部屋には不機嫌な波多野と、あたしだけが残った。



あたしは波多野の腰掛けるソファの向かいの椅子に座る。



「ねえ」



身を乗り出すと、 椅子はギギギと唸った。


「ねえ、なんでそんな機嫌悪いの」

「……悪くねえよ」


うなだれた波多野はぼそぼそと言った。



「うそ」

「嘘じゃねえ」

「うそだよ。アンタの煙草の数見りゃわかる」



あたしが強めに言うと、波多野はチッと舌打ちした。

それを聞いて、あたしは少し怯える。



怒った波多野は、きらい。



「そんなに、怒らなくてもいいじゃん」

「だから怒ってなんて…」
「怒ったよ。

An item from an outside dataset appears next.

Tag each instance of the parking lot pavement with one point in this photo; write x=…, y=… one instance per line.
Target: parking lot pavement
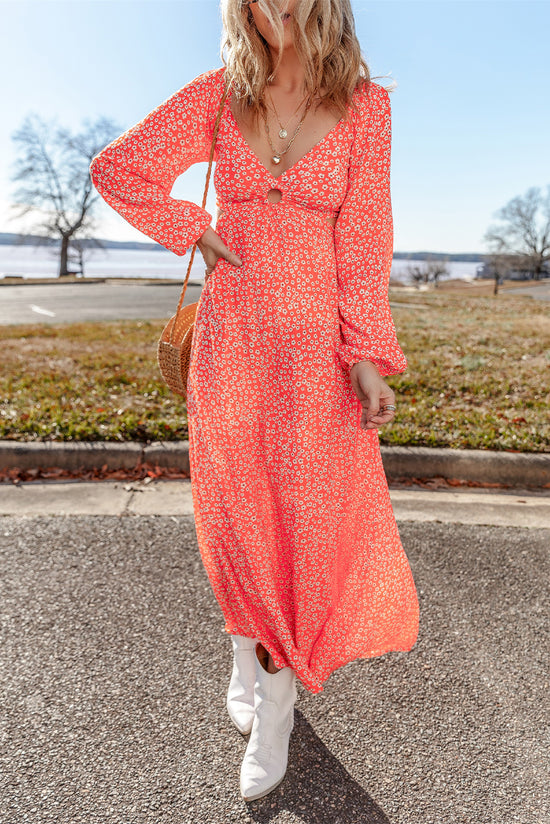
x=114, y=667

怖いよ」

「……」




「ねえ、波多野」

「…なんだよ」




波多野。


アンタの横顔が好き。


アンタの細い腕が好き。



アンタの、熱い唇が好き。




波多野。





こんなに、好きなんだけどな。



どうして波多野はあたしを好きじゃないんだろう。







「波多野」

「?」

「あたしが嫌いでしょ?」





「なに言ってんだ…」



呆れたようにため息をつく。

でも、否定はしない。





否定、してよ。




ううん、しないで。





もういっそのこと、突き放して。



お前なんか、嫌いだ。

顔も見たくない。




そう、言ってほしい。



もう二度と、アンタを好きだなんて言えないくらいに、ズタズタに。





だって。








だって波多野は。









あたしになびかない。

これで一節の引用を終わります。